O Presbitério da Diocese de Ponta de Pedras esteve reunido nos dias 09 e 10 de junho no Seminário Diocesano Nossa Senhora Assunção para tratar de assuntos administrativos e pastorais, dando continuidade ao calendário 2026 elaborado pelo então Bispo Diocesano Dom Teodoro Mendes Tavares.
Padre Antonio Cardoso, atual Administrador Diocesano, juntamente com todos os padres, buscam dar continuidade ao que foi pensado em termos de planejamento diocesano, mantendo a unidade e o bom andamento dos trabalhos até a chegada do novo bispo. “Dentre a programação pastoral avaliamos a caminhada pastoral em cada paróquia, os eventos realizados como encontro para a juventude, formação de agentes da IAM, implantação do ECC, Peregrinação ao Santuário Diocesano de Nossa Senhora de Nazaré dentre outros. Os desafios que cada Paróquia enfrenta para realizar suas atividades, tipo locomoção, recursos humanos, falta de protagonismo, situação financeira”, disse padre Antônio.
Para o Administrador Diocesano “o encontro do Presbitério foi importante porque mostra que queremos caminhar juntos, mesmo na ausência do bispo. Um sinal de que todos estamos empenhados em manter toda a engrenagem da Diocese em pleno e bom funcionamento para bem receber o próximo bispo”.
A Diocese de Ponta de Pedras convida toda a comunidade para rogar a Deus e à padroeira Nossa Senhora da Imaculada Conceição, para a escolha do novo bispo, a fim de que o Papa Leão XIV seja instruído pelo Espírito Santo a fazer a escolha de um Pastor que corresponda aos anseios de realidade marajoara.
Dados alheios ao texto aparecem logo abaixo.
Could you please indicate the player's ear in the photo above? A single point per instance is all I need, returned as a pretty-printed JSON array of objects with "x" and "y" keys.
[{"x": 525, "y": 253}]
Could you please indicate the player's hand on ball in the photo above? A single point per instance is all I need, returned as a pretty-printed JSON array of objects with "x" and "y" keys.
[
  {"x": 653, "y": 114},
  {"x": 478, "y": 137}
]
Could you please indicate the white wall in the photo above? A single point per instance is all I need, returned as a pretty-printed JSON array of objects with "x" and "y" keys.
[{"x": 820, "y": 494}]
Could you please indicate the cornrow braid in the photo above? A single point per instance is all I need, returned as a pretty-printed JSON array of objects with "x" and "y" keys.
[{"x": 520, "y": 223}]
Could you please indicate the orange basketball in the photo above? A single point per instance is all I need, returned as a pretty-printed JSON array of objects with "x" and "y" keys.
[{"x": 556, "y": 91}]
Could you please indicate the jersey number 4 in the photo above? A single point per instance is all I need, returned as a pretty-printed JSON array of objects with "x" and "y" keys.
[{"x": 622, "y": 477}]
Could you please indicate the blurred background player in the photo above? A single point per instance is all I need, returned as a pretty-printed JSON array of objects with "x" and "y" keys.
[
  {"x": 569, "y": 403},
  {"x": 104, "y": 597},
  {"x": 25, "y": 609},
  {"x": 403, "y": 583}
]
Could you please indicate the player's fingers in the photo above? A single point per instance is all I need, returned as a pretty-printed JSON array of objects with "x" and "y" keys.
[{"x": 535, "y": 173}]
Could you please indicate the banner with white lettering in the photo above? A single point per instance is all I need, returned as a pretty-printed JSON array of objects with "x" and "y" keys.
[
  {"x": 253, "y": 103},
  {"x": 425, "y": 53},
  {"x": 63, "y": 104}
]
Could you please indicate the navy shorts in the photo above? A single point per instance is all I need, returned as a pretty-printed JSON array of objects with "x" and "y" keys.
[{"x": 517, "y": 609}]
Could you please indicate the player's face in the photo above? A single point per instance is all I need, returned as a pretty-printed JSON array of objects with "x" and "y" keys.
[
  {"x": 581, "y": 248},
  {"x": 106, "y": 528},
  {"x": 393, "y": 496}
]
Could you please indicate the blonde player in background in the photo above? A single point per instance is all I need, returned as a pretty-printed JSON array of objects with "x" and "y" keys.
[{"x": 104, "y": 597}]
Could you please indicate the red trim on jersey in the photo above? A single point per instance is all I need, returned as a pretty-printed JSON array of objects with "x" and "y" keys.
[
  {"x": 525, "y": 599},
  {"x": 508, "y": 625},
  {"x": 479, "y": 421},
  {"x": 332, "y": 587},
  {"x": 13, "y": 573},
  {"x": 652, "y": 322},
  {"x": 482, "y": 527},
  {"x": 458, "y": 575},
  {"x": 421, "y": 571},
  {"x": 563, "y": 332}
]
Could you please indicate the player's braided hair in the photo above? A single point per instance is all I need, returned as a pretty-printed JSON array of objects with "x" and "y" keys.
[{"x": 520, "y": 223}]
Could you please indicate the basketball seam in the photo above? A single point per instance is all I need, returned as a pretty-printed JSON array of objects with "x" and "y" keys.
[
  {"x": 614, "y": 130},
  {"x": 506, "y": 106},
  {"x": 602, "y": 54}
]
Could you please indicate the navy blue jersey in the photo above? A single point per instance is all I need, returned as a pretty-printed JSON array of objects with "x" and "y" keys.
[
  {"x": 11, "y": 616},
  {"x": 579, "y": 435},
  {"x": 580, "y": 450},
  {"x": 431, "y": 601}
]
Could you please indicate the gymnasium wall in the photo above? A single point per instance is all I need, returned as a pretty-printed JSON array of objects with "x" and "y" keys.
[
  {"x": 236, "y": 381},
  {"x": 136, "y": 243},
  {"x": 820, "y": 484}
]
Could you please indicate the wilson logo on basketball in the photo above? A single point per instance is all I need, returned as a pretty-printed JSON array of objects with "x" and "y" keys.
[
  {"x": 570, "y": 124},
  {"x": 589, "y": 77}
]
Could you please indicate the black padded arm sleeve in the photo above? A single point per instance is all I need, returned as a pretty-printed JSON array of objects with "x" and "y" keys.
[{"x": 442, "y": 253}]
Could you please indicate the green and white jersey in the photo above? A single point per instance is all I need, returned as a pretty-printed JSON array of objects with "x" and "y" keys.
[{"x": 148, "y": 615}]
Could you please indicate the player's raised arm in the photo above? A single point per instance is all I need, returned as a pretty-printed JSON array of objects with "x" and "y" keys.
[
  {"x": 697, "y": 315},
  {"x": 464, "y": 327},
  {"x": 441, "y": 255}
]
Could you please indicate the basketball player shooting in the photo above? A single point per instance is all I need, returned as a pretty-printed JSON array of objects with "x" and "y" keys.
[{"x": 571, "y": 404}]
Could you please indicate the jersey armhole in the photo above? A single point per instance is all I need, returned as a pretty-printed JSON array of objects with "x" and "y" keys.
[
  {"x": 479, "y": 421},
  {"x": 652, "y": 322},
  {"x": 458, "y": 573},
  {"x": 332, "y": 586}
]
A Importância do Administrador Diocesano
Quando uma diocese fica vacante – seja por morte, renúncia aceita, transferência ou privação do Bispo, ela entra no estado jurídico de ‘Sede Vacante’. Nesse período, o governo da diocese não pode parar, mas também não pode sofrer mudanças estruturais profundas. É quando é escolhido o ‘Administrador Diocesano’.
Eleito pelo Colégio de Consultores, geralmente dentro de oito dias após a vacância, o Administrador Diocesano assume a responsabilidade de conduzir a diocese até a posse do novo Bispo. Sua função principal é a de um ‘zelador’. Ele garante que a vida pastoral, administrativa e espiritual continue fluindo, para que o novo Bispo receba uma diocese organizada e em pleno funcionamento.
O Direito Canônico impõe um limite claro, o Administrador não deve realizar inovações que possam comprometer o governo do futuro Bispo. Ele não pode, por exemplo, criar novas paróquias, remover párocos, salvo em casos gravíssimos e com consentimento, ou alterar estruturas fundamentais. Sua autoridade é voltada para a ‘gestão ordinária’, garantindo a segurança dos bens da diocese e a continuidade dos sacramentos.
Em um momento de transição, o Administrador Diocesano torna-se o ponto de referência para os padres e fiéis. Ele é o símbolo de que a Igreja Particular permanece viva e em comunhão com a Igreja Universal, cuidando para que o “período de espera” não se torne um período de estagnação, mas de oração e expectativa esperançosa.
Este cuidado com a sucessão apostólica e a condução das dioceses ao redor do mundo é uma das marcas da solicitude do Santo Padre. Exemplo dessa constante renovação missionária é a lembrança de que Dom Teodoro Mendes foi nomeado pelo Papa Leão XIV como bispo da Diocese de Cabo Verde, na África, levando a experiência e a fé da região de Ponta de Pedras e do Regional Norte 2 para além-mar.